APPLICATIONS OF PERSON-FIT STATISTICS

85 views 0 replies
Reply to Topic
JTrout

Age: 2023
Total Posts: 6
Points: 10

Location:
,
?
Rudner (1983) conducted one of the first systematic investigations of person-fit statistics. Using computer-generated data modeling, a well-regarded test, and different types of misfit, Rudner concluded that the statistics have great potential: They can identify significant percentages of examinees with abnormal response patterns. Further, accuracy increases significantly as response patterns become more abnormal.

Papers such as Rudner's have addressed theoretical and methodological concerns about the nature, accuracy, and interchangeability of person-fit statistics. Other researchers have addressed the frequency and amount of abnormal response patterns and, therefore, the practical utility of person-fit statistics.

Frary (1980) calculated four different fit statistics on a large sample of eighth graders who had taken a commercial achievement test battery. Along with the moderate to strong intercorrelations mentioned earlier, Frary found that blacks and females differed from whites and males on some tests.

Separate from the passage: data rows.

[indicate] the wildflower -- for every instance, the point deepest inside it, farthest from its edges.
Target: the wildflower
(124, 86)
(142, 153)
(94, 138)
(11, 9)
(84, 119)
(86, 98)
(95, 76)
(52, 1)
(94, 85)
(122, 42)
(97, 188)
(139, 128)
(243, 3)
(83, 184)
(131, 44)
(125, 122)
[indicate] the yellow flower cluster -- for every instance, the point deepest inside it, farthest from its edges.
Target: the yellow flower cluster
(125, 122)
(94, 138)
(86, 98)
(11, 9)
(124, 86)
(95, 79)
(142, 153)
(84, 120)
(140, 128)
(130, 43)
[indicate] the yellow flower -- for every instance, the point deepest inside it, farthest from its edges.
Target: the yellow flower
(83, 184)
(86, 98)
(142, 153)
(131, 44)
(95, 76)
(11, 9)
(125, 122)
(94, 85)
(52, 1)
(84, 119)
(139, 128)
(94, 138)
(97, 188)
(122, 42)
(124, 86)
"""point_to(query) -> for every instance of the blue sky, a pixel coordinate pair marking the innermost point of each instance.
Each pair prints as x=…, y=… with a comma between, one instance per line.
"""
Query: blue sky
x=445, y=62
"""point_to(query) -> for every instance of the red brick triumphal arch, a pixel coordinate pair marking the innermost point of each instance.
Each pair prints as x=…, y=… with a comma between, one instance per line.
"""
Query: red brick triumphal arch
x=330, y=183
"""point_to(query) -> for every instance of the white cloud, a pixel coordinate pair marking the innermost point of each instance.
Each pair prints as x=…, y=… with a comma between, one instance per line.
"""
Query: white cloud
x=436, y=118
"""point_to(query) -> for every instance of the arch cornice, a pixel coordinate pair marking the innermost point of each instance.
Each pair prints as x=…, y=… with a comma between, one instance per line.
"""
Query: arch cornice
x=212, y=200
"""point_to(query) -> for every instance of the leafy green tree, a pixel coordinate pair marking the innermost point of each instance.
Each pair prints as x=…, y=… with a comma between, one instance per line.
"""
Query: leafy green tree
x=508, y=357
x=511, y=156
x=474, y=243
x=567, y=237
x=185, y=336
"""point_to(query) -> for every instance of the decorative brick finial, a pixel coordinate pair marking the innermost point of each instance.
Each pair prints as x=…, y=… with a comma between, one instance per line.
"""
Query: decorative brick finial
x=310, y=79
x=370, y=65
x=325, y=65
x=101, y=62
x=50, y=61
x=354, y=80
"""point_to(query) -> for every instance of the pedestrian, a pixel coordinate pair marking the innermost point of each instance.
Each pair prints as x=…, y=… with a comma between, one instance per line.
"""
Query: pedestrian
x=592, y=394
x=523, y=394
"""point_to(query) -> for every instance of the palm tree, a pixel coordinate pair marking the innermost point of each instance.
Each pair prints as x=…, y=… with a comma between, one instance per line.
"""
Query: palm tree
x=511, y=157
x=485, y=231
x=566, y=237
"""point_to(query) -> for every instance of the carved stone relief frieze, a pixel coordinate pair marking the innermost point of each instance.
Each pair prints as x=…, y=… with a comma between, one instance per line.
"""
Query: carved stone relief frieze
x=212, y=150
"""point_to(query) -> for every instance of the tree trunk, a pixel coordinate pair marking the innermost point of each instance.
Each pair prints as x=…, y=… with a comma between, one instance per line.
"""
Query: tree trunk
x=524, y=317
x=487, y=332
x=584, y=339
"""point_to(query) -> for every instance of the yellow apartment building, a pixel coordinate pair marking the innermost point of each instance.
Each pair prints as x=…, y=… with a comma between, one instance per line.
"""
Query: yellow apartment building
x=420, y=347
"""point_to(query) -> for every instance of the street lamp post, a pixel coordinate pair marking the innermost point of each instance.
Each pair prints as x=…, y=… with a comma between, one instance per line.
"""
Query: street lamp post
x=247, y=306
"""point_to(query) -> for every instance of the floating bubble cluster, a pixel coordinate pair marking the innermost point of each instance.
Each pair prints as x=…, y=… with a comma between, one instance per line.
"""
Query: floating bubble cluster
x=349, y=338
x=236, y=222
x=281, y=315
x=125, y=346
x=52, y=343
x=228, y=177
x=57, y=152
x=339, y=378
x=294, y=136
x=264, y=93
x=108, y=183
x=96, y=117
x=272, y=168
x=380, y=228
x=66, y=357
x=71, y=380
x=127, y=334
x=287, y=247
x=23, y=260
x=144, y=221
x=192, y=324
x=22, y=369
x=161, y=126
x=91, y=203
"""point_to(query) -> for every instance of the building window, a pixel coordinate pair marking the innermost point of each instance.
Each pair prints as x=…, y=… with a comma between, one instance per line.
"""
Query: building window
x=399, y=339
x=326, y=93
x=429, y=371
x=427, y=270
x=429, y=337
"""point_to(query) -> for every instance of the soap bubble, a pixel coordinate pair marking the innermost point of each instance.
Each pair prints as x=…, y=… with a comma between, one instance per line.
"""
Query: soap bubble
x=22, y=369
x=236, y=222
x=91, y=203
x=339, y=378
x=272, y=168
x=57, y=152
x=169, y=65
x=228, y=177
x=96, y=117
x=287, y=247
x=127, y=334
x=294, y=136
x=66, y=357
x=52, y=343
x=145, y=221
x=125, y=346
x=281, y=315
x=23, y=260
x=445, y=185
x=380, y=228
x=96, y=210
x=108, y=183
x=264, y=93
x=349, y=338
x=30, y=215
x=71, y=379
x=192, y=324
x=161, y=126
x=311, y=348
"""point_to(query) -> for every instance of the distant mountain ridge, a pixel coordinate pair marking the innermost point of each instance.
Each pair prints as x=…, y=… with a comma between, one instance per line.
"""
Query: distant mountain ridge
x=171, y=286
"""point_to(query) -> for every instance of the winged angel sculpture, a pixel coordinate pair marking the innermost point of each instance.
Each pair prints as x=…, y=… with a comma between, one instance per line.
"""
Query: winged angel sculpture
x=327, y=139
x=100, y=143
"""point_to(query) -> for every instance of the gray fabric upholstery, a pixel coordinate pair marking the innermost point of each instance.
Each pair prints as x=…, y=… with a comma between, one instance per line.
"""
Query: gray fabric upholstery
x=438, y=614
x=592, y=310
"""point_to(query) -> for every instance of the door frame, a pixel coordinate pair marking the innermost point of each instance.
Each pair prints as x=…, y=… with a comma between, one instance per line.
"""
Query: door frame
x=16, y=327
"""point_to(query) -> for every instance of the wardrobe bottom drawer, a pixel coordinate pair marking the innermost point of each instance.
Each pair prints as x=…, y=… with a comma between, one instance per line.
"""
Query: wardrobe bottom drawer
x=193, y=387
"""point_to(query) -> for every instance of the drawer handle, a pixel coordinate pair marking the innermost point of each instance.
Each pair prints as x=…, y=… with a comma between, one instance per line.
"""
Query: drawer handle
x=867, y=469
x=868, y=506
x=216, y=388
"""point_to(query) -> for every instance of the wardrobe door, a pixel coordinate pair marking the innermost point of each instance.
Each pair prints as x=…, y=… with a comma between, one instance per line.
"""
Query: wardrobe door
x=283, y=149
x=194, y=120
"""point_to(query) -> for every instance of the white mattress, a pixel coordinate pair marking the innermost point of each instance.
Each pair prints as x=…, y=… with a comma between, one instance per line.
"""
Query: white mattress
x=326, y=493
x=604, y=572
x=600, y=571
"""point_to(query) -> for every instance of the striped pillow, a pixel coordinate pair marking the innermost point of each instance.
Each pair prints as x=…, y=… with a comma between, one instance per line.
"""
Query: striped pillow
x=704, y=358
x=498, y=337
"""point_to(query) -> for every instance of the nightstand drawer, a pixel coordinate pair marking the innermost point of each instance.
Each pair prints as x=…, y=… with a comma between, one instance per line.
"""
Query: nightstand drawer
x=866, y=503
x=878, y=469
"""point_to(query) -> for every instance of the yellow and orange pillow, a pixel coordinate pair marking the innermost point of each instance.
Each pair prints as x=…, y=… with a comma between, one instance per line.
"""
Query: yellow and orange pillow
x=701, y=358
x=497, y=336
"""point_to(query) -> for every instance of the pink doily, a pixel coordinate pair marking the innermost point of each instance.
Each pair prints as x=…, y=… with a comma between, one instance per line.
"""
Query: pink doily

Overall, females showed fewer aberrant responses than males, but racial differences occurred in both directions. Among low-scoring students, the effects were consistent: White and female students made fewer unusual choices.

These findings raised the possibility of test bias. But using a knowledge assurance statistic, Frary concluded that blacks and males did better than whites and females when it came to correctly guessing items for which they had only partial knowledge.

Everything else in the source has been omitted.